ゆり「私は練習用の竹刀を。決して罰を与えるためのモノじゃありません!」

くるみ「私は幸福をもたらすというガジュマルの鉢植えを」

望「アタシもみきと似ててファッション雑誌を何冊か!」

花音「私はダンスの練習用にスピーカーを。うららと被らなくてよかったわ」

詩穂「私は花音ちゃんの歴史が詰まった特製アルバムです」

あんこ「ワタシはノートパソコン。ここ、なぜかWi-Fi飛んでるのよね」

明日葉「私も本で被ってしまうが、おすすめの小説を何冊か」

蓮華「で、れんげはカメラ〜」

何人かおかしなものを持ってきてるような気がしたが、つっこむべきなのだろうか。いや、俺が怪我しそうだし黙っておくか…

八幡「とりあえずみんな置けたな」

改めて見るとなんとも統一感の無い空間が出来上がった。人数分とは言えないまでもテーブルやイスがいくつかある他に、無造作にみんなのものが所せましに置かれている。

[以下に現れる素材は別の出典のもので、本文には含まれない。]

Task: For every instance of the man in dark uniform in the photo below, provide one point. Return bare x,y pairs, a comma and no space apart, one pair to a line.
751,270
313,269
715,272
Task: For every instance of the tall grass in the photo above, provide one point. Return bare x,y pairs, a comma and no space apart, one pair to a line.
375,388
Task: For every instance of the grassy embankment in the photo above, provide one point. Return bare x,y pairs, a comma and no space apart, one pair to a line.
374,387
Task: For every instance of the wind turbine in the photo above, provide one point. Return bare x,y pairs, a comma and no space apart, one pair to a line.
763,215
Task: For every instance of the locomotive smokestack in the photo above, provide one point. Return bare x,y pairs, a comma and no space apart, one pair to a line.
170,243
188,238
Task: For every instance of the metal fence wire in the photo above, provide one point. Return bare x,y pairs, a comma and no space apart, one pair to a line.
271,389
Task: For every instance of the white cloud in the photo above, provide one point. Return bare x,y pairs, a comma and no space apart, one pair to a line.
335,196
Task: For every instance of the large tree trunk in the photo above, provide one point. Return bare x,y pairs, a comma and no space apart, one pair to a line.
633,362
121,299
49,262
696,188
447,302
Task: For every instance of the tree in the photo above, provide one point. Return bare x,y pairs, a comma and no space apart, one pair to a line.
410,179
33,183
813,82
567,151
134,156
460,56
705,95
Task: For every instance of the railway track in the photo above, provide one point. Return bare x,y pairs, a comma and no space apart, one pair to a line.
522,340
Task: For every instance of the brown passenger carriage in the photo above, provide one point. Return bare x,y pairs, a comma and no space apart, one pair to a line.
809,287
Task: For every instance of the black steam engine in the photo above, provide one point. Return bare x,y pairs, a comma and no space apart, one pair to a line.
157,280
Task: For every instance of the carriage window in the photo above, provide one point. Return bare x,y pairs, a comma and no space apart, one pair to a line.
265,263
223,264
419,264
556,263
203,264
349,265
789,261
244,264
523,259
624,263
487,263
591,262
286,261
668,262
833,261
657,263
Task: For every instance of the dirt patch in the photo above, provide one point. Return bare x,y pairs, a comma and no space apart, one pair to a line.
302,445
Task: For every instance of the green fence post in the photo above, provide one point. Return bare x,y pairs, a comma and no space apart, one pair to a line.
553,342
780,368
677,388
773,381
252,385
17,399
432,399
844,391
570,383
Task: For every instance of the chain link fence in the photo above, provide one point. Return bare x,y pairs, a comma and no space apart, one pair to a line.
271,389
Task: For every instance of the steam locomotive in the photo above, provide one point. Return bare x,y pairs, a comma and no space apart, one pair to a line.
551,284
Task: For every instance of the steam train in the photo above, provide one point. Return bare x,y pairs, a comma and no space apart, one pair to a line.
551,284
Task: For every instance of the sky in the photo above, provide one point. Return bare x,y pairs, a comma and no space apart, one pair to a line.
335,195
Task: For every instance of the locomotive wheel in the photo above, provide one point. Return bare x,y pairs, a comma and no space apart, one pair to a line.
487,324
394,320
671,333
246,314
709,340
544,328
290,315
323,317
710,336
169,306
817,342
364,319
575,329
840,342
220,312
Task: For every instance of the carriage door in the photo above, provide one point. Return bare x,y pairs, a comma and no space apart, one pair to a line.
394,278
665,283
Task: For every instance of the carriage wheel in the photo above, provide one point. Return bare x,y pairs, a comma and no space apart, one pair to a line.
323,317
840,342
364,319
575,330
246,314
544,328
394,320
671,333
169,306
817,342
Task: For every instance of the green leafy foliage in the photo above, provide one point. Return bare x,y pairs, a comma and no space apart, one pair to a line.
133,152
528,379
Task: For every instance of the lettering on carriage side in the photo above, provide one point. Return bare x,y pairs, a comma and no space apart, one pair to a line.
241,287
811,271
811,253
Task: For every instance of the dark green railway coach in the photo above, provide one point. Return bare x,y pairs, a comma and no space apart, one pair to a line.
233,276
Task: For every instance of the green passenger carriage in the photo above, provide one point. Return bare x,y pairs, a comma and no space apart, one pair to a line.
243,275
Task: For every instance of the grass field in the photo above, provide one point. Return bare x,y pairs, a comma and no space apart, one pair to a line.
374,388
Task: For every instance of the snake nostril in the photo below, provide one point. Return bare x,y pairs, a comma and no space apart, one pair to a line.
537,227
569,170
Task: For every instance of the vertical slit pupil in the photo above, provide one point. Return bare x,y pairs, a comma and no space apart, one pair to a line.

でも、こういう個性がバラバラで、でもみんな近くで支え合っている星守クラスを象徴しているような気がして不思議と違和感は感じない。

蓮華「みんな〜、れんげのカメラで写真撮りましょうよ〜」

昴「いいですね!」

遥香「でもその写真、悪用しないでくださいね」

蓮華「もちろんよ、今から撮る写真は使わないから」

桜「ということは他に撮った写真は悪用する気じゃな」

なんだかんだ言いながら結局みんな一つにまとまっていく。合宿所の本来の使い方からは間違っているが、これもこれでいいのかもしれない。

みき「ほら先生!撮っちゃいますよ!」

八幡「あぁ、今行く」

この日撮った写真も後日、この2階のお守りの隣に飾られた。いや、さすがにもう少し違うところに飾ってほしいんですけど…なんか縁起悪いみたいじゃん。
276 : ◆JZBU1pVAAI [sage]:2017/04/02(日) 23:46:20.78 ID:r/WNV3U20
以上で番外編「合宿所」終了です。もっと短くするはずがIまでいっちゃいました。実際合宿所はみなさんどのくらい使ってるんでしょうか。個人的に合宿所は教室同様全員入居できないのが寂しいところです。
277 :以下、名無しにかわりましてSS速報VIPがお送りします [sage]:2017/04/03(月) 09:57:25.29 ID:UilpYTKlo
乙です
278 :以下、名無しにかわりましてSS速報VIPがお送りします [sage]:2017/04/03(月) 19:02:28.26 ID:WnnZkv2UO
おつおつ、めっちゃレス増えてて見間違いかと思ったw
合宿所は経験値貯めたい子をトロフィー部屋にぶちこんでるだけという現状
279 : ◆JZBU1pVAAI [saga]:2017/04/09(日) 00:06:52.55 ID:7WQX1+Fa0
本編3-1


小町「へ〜。ふ〜ん。あ、おにいちゃんおはよー」

八幡「おう、おはよう」

俺は小町と挨拶を交わしてテーブルに座り、コーヒーにミルクと練乳を入れたものを飲みつつ、小町が作ってくれた朝ごはんを堪能する。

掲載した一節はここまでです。